Question

The angle of depression of the top and the bottom of a 7m tall building from the top of tower are ${45^ \circ }$ and ${60^ \circ }$ respectively, find the height of the tower.

Answer 1

Hint: By looking at the given figure we can clearly see the right angled triangle AEC and ABD. And we have to find the length of AB, also the length of the CD is given to us.
We will use suitable trigonometric functions for each of the triangles and then solving the equation formed, we will get required length.

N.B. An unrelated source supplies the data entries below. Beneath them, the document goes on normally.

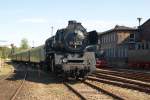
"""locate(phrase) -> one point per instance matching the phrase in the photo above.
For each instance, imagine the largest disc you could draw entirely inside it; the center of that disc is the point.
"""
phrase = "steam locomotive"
(65, 54)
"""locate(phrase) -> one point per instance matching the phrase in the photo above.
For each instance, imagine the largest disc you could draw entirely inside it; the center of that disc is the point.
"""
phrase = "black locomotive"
(65, 53)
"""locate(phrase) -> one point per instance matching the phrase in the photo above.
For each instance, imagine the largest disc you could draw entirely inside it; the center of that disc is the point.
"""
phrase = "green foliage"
(24, 44)
(5, 52)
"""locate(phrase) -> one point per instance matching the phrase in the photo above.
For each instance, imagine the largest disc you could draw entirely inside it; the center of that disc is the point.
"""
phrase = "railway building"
(139, 53)
(123, 45)
(115, 44)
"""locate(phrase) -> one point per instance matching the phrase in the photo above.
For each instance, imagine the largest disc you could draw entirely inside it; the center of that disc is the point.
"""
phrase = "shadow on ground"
(35, 75)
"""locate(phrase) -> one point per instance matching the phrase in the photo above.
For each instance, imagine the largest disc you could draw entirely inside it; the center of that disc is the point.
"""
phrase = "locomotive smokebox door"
(93, 37)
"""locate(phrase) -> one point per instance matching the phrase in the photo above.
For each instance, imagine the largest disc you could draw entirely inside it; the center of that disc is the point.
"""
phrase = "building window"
(132, 38)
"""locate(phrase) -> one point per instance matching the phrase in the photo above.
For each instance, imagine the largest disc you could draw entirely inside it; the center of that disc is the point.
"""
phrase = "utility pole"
(33, 44)
(139, 19)
(52, 30)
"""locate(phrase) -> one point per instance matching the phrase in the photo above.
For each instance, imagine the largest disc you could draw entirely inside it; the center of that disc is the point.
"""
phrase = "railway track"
(19, 88)
(108, 78)
(136, 75)
(88, 91)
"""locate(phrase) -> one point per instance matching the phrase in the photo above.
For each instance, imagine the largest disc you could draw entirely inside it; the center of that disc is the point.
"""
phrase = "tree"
(4, 52)
(24, 44)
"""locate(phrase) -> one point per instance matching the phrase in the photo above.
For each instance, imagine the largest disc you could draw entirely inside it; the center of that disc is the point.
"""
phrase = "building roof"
(118, 28)
(148, 21)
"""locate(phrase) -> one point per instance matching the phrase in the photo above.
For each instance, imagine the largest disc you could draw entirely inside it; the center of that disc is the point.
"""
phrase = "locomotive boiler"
(65, 54)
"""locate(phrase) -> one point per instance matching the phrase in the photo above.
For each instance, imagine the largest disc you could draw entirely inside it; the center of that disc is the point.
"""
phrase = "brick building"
(114, 43)
(143, 41)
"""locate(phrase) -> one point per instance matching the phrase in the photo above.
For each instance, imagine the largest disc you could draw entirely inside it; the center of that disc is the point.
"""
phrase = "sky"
(33, 19)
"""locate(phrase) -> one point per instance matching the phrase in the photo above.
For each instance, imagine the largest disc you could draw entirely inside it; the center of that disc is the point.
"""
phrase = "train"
(66, 53)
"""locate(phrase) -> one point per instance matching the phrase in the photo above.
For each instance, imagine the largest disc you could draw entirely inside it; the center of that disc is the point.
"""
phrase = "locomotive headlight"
(64, 60)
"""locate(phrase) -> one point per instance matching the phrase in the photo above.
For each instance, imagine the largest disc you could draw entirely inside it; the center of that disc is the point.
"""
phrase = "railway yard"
(24, 83)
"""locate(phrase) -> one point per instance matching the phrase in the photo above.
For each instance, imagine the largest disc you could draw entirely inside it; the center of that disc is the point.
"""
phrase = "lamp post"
(139, 19)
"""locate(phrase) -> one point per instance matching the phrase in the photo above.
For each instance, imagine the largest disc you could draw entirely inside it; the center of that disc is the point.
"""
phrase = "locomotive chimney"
(71, 22)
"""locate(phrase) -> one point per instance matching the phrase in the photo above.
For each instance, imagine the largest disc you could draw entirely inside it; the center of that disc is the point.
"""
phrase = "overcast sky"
(33, 19)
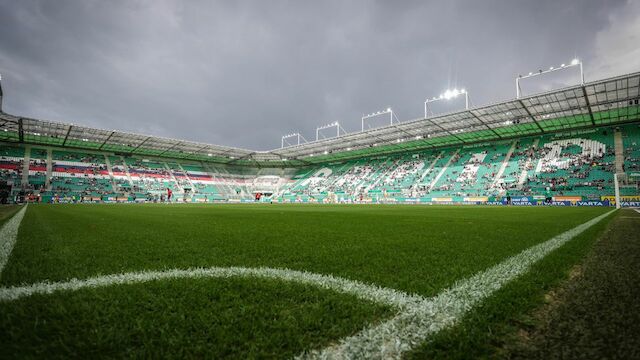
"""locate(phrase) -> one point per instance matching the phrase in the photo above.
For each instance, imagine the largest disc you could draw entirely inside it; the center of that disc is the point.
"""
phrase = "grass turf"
(193, 318)
(6, 212)
(595, 314)
(411, 248)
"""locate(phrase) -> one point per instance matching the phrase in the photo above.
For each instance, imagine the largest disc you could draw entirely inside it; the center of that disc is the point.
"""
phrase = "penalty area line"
(8, 236)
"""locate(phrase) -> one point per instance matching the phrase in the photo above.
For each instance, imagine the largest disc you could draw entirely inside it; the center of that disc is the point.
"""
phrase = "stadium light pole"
(1, 93)
(447, 95)
(298, 137)
(329, 126)
(574, 62)
(375, 114)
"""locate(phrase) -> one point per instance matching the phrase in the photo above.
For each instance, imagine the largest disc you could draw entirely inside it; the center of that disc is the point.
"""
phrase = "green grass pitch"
(415, 249)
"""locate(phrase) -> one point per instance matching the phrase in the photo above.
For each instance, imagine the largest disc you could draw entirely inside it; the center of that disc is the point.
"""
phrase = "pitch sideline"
(418, 317)
(8, 236)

Complete step-by-step answer:
Given angle of depression of top of the building from top of tower is ${45^ \circ }$,
And the angle of depression of the bottom of the building from top of tower is ${60^ \circ }$.
Let the height of the tower be h.
Length of the building is $CD = 7m$ -(1)
Now,
$AE = AB - EB$
As, $EB = CD$,
$AE = h - CD$
Using (1),
$AE = h - 7$ -(2)
Now from the above figure we can see a right-angled triangle AEC-
Therefore,

$
  \tan \theta = \dfrac{{perpendicular}}{{base}} \\
  \tan {45^ \circ } = \dfrac{{AE}}{{CE}} \\
 $
Using $\tan {45^ \circ } = 1$ and (2) equation,
$1 = \dfrac{{h - 7}}{{BD}}$
$BD = h - 7$ -(3)
Now we can also see the right-angled triangle ABD-
So,
$\tan {60^ \circ } = \dfrac{{AB}}{{BD}}$
Using $\tan {60^ \circ } = \sqrt 3 $ and (3) equation,
$
  \sqrt 3 = \dfrac{h}{{h - 7}} \\
  \sqrt 3 h - 7\sqrt 3 = h \\
  \sqrt 3 h - h = 7\sqrt 3 \\
  h\left( {\sqrt 3 - 1} \right) = 7\sqrt 3 \\
  h = \dfrac{{7\sqrt 3 }}{{\sqrt 3 - 1}}m \\
 $
Therefore, the height of the tower is $\dfrac{{7\sqrt 3 }}{{\sqrt 3 - 1}}$m.

Note: In the above question we have used $\tan \theta $ because if we see the diagram there are two right-angled triangles formed with bases of equal length, perpendicular is required and the corresponding angles are given.
Hence, we need a trigonometric function including base and perpendicular which is $\tan \theta $.
Also, we can rationalize the final answer and we will obtain height of tower equal to-
$\dfrac{{7\sqrt 3 \left( {\sqrt 3 + 1} \right)}}{2}$.